А теперь про другое.
Знаешь ли, Валерочка, у меня от тебя подарок есть? Я его сама себе от тебя подарила.
Ты тогда у Цыпы так уставши был, что заснул. Я на тебя смотрела-смотрела, и так печально на душе сделалось, а вдруг, думаю, это уже наше прощанье-расставанье? А у меня от тебя даже памяти никакой нету. Тогда отстегнула от кармана твоего кинжальчик золоченый, с ним и ушла, тебе не сказала. Только не думай: золоченый, не золоченый — это мне плевать, мне — пуговицу, и то ладно… Да нет, ты не подумаешь. Ты один раз вот как сказал: «В наш безумно-безумно корыстный век ты уникум бескорыстности».
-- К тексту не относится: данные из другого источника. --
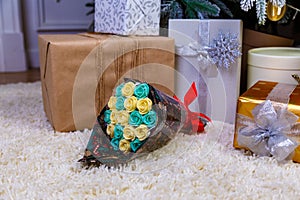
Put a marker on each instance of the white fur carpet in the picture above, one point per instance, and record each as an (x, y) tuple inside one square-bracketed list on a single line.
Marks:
[(39, 163)]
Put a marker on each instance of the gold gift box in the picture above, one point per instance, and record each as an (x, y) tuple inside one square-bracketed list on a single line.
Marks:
[(80, 71), (257, 94)]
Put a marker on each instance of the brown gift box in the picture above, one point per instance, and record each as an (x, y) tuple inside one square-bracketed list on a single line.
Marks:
[(79, 72), (257, 94)]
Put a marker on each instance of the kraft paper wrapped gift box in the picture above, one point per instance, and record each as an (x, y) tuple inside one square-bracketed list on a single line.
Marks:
[(127, 17), (218, 84), (79, 72), (279, 95)]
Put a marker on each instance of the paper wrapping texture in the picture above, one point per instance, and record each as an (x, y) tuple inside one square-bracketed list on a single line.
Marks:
[(257, 94), (79, 72), (127, 17)]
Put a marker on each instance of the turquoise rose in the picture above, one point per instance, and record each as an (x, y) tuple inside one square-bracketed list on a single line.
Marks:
[(135, 118), (141, 90), (118, 131), (119, 90), (150, 119), (107, 116), (136, 144), (115, 143), (120, 103)]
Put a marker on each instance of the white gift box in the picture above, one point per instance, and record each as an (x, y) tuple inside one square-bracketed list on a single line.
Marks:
[(127, 17), (217, 84)]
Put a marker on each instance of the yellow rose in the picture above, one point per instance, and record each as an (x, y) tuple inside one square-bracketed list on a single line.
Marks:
[(128, 89), (142, 132), (122, 117), (144, 105), (110, 130), (112, 102), (130, 103), (124, 145), (129, 133), (113, 116)]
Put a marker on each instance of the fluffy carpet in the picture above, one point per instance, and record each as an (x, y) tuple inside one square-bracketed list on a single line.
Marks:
[(39, 163)]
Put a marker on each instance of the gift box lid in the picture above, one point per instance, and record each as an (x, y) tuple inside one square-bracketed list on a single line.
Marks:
[(277, 58)]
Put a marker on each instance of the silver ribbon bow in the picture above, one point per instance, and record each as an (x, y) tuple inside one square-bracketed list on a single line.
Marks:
[(265, 135)]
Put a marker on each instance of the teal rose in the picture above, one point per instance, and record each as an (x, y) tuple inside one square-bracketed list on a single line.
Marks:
[(115, 143), (136, 144), (119, 90), (135, 118), (118, 131), (120, 103), (107, 116), (141, 90), (150, 119)]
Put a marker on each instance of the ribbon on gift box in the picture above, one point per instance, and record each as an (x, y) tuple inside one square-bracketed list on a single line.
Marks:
[(266, 134), (222, 52), (196, 119)]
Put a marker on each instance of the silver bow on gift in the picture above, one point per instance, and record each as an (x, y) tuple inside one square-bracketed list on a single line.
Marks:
[(265, 135)]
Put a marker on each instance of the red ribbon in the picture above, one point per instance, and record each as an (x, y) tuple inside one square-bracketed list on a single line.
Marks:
[(193, 118)]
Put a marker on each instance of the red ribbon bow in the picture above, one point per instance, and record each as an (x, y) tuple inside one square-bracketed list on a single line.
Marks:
[(193, 118)]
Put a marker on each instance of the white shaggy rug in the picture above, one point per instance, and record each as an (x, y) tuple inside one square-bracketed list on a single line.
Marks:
[(39, 163)]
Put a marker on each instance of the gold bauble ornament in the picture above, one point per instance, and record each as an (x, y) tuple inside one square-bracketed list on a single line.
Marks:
[(274, 12)]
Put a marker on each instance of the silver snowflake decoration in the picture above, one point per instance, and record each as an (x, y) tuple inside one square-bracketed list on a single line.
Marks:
[(224, 50)]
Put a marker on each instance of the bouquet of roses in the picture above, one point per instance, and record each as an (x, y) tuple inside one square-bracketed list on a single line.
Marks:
[(139, 119)]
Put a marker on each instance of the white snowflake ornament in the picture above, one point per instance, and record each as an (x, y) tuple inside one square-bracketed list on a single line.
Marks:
[(224, 50)]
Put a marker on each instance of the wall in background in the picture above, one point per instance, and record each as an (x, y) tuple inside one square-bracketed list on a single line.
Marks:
[(50, 17), (12, 52)]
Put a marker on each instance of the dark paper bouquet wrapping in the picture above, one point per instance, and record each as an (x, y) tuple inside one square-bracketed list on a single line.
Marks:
[(139, 119)]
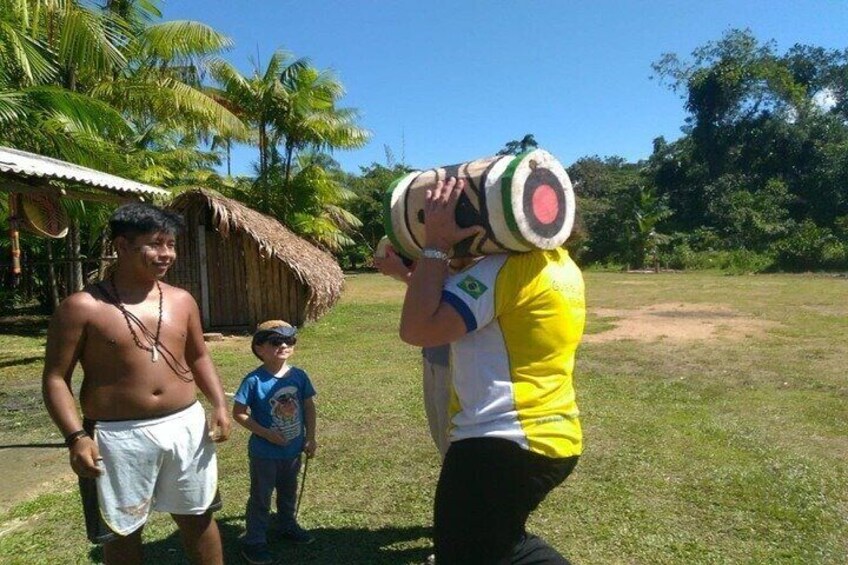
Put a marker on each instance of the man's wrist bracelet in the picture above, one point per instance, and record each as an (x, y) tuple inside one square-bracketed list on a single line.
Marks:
[(72, 438), (433, 253)]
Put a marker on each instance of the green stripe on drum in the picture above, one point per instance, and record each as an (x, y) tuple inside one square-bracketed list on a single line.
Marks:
[(387, 218), (506, 193)]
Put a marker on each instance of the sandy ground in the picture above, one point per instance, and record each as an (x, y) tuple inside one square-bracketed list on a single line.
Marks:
[(677, 321)]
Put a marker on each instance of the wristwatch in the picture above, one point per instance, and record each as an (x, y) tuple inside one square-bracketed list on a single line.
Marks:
[(433, 253)]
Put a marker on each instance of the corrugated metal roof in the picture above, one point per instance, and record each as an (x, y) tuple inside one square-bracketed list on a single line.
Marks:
[(33, 165)]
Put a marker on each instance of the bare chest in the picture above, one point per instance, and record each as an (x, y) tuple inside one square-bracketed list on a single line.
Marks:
[(136, 332)]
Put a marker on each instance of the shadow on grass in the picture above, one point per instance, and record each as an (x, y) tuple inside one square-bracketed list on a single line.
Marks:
[(20, 361), (24, 324), (332, 546)]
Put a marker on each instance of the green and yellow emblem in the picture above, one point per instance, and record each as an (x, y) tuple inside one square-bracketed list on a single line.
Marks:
[(472, 287)]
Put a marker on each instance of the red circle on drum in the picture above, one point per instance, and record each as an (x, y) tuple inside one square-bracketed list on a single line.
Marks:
[(545, 204)]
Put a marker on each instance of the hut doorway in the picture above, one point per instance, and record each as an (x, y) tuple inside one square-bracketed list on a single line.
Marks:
[(227, 281)]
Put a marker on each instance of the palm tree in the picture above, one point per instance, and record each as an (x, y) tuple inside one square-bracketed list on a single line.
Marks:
[(109, 89), (289, 104)]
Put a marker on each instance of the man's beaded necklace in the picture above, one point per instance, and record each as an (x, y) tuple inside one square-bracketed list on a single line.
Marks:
[(131, 319)]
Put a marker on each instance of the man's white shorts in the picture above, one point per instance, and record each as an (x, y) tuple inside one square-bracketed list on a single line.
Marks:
[(167, 464)]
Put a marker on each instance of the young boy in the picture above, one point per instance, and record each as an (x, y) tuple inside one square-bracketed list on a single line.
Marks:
[(275, 403), (144, 444)]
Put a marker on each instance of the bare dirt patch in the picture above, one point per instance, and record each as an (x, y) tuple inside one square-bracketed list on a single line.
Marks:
[(28, 471), (677, 321)]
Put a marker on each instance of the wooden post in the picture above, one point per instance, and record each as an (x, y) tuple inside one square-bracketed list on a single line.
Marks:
[(51, 276), (204, 276)]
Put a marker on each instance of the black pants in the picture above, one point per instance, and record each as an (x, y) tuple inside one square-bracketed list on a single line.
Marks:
[(486, 491)]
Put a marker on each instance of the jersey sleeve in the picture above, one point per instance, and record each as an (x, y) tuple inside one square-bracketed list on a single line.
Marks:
[(472, 292)]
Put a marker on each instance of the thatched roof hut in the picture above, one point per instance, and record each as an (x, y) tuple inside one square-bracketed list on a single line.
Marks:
[(244, 267)]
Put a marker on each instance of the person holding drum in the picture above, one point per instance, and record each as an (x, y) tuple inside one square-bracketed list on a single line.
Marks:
[(513, 322), (435, 360)]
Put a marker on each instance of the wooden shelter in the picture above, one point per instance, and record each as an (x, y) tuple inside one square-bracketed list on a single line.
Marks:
[(36, 185), (244, 267)]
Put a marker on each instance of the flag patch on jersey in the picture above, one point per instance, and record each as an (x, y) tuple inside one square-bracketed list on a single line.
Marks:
[(472, 287)]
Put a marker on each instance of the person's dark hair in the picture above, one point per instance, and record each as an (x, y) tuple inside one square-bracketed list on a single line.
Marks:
[(138, 218)]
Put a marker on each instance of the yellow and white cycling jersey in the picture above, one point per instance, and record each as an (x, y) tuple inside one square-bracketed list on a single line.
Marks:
[(512, 371)]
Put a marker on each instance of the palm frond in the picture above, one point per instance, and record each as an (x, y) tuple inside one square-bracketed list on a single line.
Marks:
[(181, 40)]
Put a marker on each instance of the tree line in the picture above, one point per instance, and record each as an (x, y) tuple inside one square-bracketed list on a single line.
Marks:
[(757, 181)]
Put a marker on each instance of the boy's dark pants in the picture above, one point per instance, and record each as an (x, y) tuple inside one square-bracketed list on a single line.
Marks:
[(266, 475), (486, 491)]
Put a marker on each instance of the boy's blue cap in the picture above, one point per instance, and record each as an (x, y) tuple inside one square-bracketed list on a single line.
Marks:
[(271, 327)]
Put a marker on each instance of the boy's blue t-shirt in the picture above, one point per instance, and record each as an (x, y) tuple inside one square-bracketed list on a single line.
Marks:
[(276, 403)]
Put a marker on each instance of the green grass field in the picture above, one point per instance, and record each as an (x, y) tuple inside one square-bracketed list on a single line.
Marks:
[(731, 449)]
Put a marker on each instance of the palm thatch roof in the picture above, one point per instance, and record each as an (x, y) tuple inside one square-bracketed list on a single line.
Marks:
[(316, 269)]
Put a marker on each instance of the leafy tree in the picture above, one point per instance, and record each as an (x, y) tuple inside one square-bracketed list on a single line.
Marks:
[(764, 149)]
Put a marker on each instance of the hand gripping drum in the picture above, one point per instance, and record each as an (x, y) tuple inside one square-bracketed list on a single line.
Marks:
[(523, 202)]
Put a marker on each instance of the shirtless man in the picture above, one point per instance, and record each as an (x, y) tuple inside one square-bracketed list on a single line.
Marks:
[(145, 442)]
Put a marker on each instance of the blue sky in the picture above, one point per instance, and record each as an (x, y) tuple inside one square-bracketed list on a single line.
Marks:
[(442, 82)]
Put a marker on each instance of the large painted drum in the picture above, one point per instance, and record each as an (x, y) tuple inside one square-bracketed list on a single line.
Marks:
[(522, 203)]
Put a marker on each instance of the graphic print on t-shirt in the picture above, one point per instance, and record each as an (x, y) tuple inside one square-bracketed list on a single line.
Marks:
[(285, 412)]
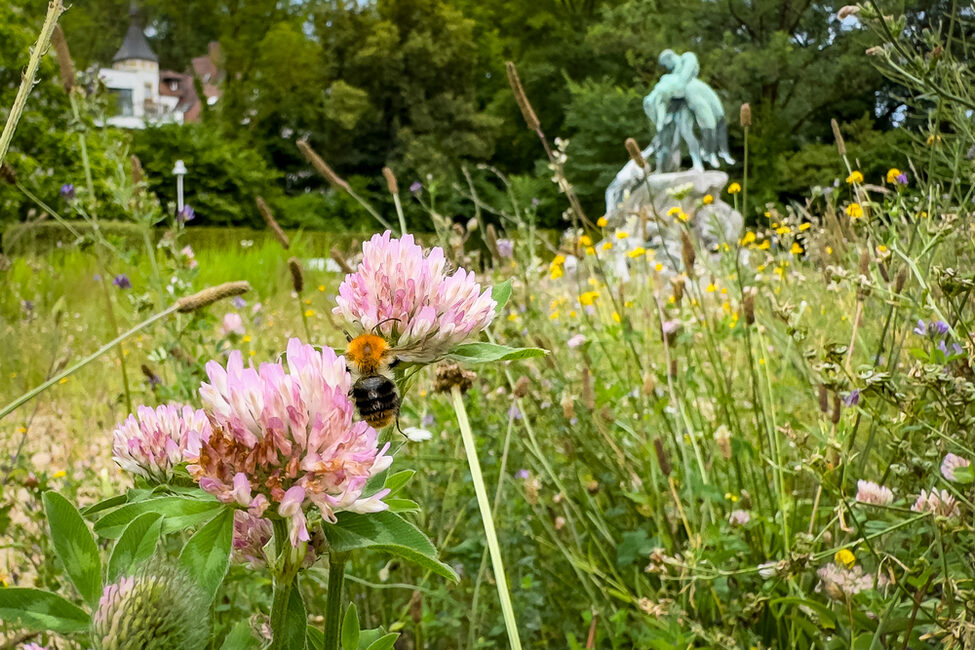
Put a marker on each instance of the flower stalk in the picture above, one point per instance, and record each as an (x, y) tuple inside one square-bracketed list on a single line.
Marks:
[(470, 449)]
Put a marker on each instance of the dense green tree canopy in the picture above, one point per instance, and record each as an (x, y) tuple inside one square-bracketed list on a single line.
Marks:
[(419, 85)]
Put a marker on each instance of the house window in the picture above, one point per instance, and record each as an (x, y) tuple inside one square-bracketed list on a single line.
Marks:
[(123, 103)]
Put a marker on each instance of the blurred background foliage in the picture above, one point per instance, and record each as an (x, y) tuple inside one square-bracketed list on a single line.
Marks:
[(419, 85)]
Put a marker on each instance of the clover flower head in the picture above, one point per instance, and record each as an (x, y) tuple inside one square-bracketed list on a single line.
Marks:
[(158, 608), (937, 502), (416, 305), (840, 582), (952, 462), (154, 441), (870, 492), (284, 435)]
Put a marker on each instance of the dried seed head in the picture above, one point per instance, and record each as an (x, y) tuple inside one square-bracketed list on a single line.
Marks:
[(7, 174), (211, 295), (840, 143), (687, 252), (748, 304), (450, 375), (391, 183), (635, 154), (662, 459), (678, 282), (336, 255), (900, 281), (272, 223), (588, 397), (521, 98), (316, 161), (568, 407), (745, 115), (65, 64), (136, 168), (416, 604), (297, 278)]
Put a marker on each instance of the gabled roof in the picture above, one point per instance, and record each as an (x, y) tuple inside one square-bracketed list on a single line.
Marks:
[(135, 45)]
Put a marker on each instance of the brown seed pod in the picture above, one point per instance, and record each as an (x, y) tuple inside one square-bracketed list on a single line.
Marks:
[(521, 98), (211, 295), (745, 115), (297, 278), (635, 154), (272, 223)]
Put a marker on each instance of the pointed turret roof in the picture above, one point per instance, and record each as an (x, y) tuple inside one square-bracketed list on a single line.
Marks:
[(135, 45)]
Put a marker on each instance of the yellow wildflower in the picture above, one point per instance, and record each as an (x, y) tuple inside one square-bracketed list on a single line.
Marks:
[(588, 297), (854, 211), (845, 557)]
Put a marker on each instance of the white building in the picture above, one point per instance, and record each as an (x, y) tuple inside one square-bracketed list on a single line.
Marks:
[(134, 79)]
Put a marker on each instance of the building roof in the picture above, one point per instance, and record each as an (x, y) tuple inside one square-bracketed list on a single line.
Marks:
[(135, 45)]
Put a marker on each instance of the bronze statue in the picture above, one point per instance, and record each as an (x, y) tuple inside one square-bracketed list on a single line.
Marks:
[(678, 102)]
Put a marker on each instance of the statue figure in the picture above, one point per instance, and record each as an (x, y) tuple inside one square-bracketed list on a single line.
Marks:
[(678, 102)]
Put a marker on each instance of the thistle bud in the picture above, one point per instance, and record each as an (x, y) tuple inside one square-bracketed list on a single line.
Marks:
[(521, 98), (745, 115), (748, 304), (161, 608), (687, 252), (211, 295), (391, 183), (662, 458), (297, 279), (635, 154), (840, 143), (269, 219), (450, 375), (7, 174)]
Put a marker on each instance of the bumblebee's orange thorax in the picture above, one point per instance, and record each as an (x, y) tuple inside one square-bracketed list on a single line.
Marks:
[(366, 353)]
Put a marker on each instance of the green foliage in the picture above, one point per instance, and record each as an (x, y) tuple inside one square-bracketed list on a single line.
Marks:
[(224, 175)]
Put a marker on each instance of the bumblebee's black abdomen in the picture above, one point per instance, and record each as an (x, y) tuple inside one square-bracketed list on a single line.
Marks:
[(377, 400)]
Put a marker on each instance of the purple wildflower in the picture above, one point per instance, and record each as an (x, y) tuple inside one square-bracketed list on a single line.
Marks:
[(187, 213)]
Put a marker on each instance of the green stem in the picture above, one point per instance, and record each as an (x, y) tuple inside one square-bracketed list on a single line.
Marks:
[(485, 507), (333, 602), (54, 10), (31, 394)]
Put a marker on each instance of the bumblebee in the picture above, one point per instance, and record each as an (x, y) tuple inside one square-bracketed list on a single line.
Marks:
[(371, 360)]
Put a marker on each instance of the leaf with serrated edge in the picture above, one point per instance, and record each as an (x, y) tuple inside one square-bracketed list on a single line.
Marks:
[(385, 531), (41, 611), (75, 546), (137, 544)]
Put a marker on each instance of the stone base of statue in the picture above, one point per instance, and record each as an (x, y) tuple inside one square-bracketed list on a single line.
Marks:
[(647, 214)]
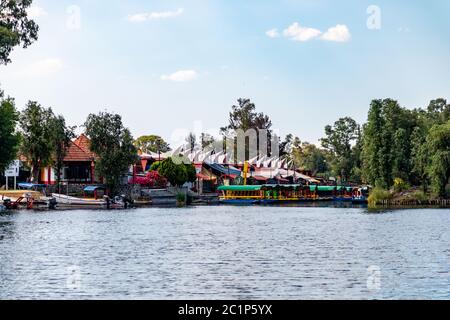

А с кинжальчиком ни на час не расстаюсь. Днем он у меня под воротник подстегнутый. А спать ложиться, в кулак зажимаю, так и сплю до утра. А сейчас, вот пишу, он в левой руке зажатый. И весело мне от него и печально.
А о пропаже не горюй, приеду, обратно получишь.
Только сегодня (прошло столько дней!) меня осенило. Слепая курица, идиотка, дура! Я должна была понять тогда же, тем утром, после чрезвычайного ночного происшествия, да что там, гораздо раньше! И у меня ведь возникло такое подозрение! Но я отбросила его. Не вдумалась, не вникла, не проверила — отшвырнула. А сегодня один жест и я прозрела.
Шла уборка. Венера мыла подоконники. К ней зачем-то подошла Тамара. Чтобы обратить на себя внимание, положила ладонь на ее голую руку. Венера мгновенно отдернула руку. Лицо выражало высшую степень гадливости. И вот тут мне открылось! Никаких сомнений. Я поняла это так ясно, как будто она сказала мне об этом прямыми словами… Значит, Венера (не знаю уж, каким образом?) догадалась о том, о чем должна была догадаться, что должна была понять я, раньше нее и независимо от нее. Она реагировала на это по-своему: расправилась с той и с другой.
Я могла бы сейчас исписать целую страницу жалостными покаянными словами. Не буду. Простить себе такое бездарное легкомыслие, такую слепоту, такую бездумность все равно никогда не смогу.
За Алю я, пожалуй, спокойна: она с таким отвращением отстраняется от Тамары, когда им случается невзначай столкнуться! Но Томка опасна. Не облюбует ли она кого-нибудь еще? А остальные? Так ли я уверена в каждой? Я перебираю их одну за другой, пристально вглядываюсь, вспоминаю, сопоставляю… нет, кажется, нет.
Но с Томки глаз не спущу.
По-настоящему здесь нужен талант. Талант — завоевать Венеру. Талант — разгадать Люду (о ней здесь еще не упоминала). Талантище — сделать из Тамары человека.
Это я не к тому, что мне следует убраться отсюда. И я вовсе не хочу сказать, что от меня тут нет проку. Или что все, кто здесь делает то же, что и я, делают это лучше меня. Есть лучше. А есть не лучше. И в конце концов где он, тот институт, что учит на волшебника!
Нет, не о том речь.
Речь обо мне самой. То ли я выбрала, что выбрала так случайно? Мое ли это? Кое-какие способности у меня к этому делу, несомненно, есть (если без кокетства). Но ведь есть и кое к чему другому (опять же без кокетства). Немножко рисую. Немножко пишу. (Писала. В рукописный студенческий журнал.) Немножко пою. Из каждого такого «немножко» при известных усилиях могла бы выработаться профессия.
Так вот, на то ли я трачу свои усилия?!
То, что я так бесповоротно, так мгновенно и на первый взгляд как бы бездумно покончила с тем, что поначалу сама же и выбрала, — это-то было правильно. Что бы ни говорил Дима. О чем бы ни молчал папа. Но вот потом? То, что я выбрала потом, то ли это, что мне нужно, что от меня нужно?
Но сначала как это было.
Вот сейчас вернусь к тому давнему дню, и все-все по порядку. А потом перечту и, может быть, пойму.
Еще утром я ничего не знала. Я сидела в тихом садике против нашего дома. Рядом, на скамейке, — тетради с конспектами, на коленях Овидий. Тот самый Публий Овидий Назон, который, родившись за два тысячелетия до меня, определил было мою судьбу.